What is Hadoop?
Hadoop is an open-source, distributed computing framework that allows for the processing and storage of large datasets across a cluster of computers. It was created by Doug Cutting and Mike Cafarella and is now maintained by the Apache Software Foundation.
History of Hadoop
Hadoop was inspired by Google’s MapReduce and Google File System (GFS) papers, which were published in 2003 and 2004, respectively. The first version of Hadoop, version 0.1.0, was released in April 2006. Since then, Hadoop has become one of the most popular big data processing frameworks in the world.
Benefits of Hadoop
- Scalability: Hadoop can handle large amounts of data by distributing the processing across a cluster of nodes.
- Flexibility: Hadoop can process a wide variety of data formats, including structured, semi-structured, and unstructured data.
- Cost-effective: Hadoop is open-source and can run on commodity hardware, making it a cost-effective solution for big data processing.
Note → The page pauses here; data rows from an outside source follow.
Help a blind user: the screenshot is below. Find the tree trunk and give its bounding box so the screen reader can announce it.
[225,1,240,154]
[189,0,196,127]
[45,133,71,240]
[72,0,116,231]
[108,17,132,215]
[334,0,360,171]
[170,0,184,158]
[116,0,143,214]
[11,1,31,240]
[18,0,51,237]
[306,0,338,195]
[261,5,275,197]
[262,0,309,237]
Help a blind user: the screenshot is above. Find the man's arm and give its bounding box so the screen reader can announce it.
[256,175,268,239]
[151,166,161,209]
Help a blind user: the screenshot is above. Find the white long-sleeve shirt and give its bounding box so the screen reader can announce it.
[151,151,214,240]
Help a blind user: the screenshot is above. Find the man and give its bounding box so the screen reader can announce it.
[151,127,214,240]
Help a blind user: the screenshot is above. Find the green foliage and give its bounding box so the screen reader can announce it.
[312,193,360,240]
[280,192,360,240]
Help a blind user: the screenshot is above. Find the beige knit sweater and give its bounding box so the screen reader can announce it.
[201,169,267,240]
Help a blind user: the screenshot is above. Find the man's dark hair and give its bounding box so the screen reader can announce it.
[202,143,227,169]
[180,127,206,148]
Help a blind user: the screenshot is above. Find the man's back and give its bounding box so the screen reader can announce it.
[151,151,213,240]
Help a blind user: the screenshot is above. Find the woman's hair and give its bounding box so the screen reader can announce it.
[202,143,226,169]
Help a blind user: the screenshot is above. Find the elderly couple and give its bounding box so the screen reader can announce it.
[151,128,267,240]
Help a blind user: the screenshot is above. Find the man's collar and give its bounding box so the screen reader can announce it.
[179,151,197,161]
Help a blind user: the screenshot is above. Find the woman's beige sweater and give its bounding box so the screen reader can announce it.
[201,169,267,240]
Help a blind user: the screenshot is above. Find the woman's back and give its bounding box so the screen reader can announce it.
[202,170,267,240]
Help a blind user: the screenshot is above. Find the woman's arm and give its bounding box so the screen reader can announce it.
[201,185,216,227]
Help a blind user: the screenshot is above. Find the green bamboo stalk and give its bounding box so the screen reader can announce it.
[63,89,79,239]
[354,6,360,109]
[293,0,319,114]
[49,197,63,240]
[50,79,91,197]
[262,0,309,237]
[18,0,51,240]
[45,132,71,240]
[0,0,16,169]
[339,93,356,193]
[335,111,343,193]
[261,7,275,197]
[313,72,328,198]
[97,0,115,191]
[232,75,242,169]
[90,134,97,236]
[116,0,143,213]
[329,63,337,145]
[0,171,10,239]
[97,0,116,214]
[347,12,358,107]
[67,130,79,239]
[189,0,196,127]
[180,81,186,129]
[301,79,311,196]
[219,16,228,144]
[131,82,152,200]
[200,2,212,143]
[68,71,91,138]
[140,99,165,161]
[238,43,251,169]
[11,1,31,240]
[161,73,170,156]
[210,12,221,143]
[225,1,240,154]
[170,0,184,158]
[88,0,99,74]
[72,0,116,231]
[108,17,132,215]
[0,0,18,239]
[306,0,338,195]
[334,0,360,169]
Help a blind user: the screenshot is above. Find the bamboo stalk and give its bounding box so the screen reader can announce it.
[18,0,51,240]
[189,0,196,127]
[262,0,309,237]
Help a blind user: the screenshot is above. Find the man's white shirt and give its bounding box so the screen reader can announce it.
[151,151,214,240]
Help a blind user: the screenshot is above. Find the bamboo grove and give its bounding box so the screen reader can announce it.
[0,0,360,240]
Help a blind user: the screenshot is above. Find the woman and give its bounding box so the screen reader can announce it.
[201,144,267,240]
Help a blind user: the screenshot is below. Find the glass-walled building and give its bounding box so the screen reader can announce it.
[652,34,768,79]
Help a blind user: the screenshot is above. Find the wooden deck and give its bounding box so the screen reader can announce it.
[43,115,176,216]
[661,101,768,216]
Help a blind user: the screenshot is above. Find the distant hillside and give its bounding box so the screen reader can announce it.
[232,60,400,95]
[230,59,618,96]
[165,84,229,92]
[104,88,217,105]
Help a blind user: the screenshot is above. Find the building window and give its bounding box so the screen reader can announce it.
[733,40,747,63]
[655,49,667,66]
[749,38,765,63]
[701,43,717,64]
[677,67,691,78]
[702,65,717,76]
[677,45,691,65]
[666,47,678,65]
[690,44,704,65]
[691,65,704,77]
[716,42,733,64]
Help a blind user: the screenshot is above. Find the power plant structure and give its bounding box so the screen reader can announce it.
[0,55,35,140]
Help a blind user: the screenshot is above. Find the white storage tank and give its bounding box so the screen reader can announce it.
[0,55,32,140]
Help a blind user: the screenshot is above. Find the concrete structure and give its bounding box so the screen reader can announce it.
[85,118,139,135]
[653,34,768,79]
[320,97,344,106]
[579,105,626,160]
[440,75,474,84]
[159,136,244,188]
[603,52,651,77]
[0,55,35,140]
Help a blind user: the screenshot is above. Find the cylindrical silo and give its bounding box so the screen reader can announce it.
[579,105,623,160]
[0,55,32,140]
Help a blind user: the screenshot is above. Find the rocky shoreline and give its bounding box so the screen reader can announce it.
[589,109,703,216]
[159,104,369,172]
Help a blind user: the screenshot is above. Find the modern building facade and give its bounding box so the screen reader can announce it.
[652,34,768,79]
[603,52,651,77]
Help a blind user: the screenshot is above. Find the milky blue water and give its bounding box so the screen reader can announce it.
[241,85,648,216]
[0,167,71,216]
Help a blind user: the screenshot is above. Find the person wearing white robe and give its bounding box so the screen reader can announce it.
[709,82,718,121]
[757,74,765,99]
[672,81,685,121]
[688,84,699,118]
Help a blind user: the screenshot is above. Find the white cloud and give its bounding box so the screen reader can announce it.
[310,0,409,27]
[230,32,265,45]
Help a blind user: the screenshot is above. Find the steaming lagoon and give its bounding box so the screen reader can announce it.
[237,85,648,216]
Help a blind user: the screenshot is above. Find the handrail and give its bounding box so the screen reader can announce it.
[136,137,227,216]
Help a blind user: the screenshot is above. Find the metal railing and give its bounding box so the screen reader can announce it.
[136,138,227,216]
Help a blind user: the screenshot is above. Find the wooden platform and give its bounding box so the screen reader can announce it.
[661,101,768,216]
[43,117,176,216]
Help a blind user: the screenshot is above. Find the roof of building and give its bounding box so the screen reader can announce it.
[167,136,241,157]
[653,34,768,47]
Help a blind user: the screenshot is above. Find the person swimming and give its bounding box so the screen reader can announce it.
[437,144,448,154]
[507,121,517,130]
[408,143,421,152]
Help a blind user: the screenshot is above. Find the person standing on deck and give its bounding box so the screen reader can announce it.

- Fault-tolerant: Hadoop can detect and recover from node failures, ensuring that data processing continues uninterrupted.
How Hadoop Works
Hadoop consists of two main components:
- Hadoop Distributed File System (HDFS): HDFS is a distributed storage system that stores data across a cluster of nodes. It is designed to handle large files and provides high throughput access to data.
- MapReduce: MapReduce is a programming model and software framework that allows developers to write applications that process large datasets in parallel across a cluster of nodes.
Here’s a high-level overview of how Hadoop works:
- Data Ingestion: Data is ingested into HDFS from various sources, such as log files, social media, or sensors.
- Data Processing: MapReduce programs are written to process the data in HDFS. These programs consist of two main components: mappers and reducers.
- Mapper: The mapper takes input data, processes it, and produces output data in the form of key-value pairs.
- Reducer: The reducer takes the output from the mapper, aggregates it, and produces the final output.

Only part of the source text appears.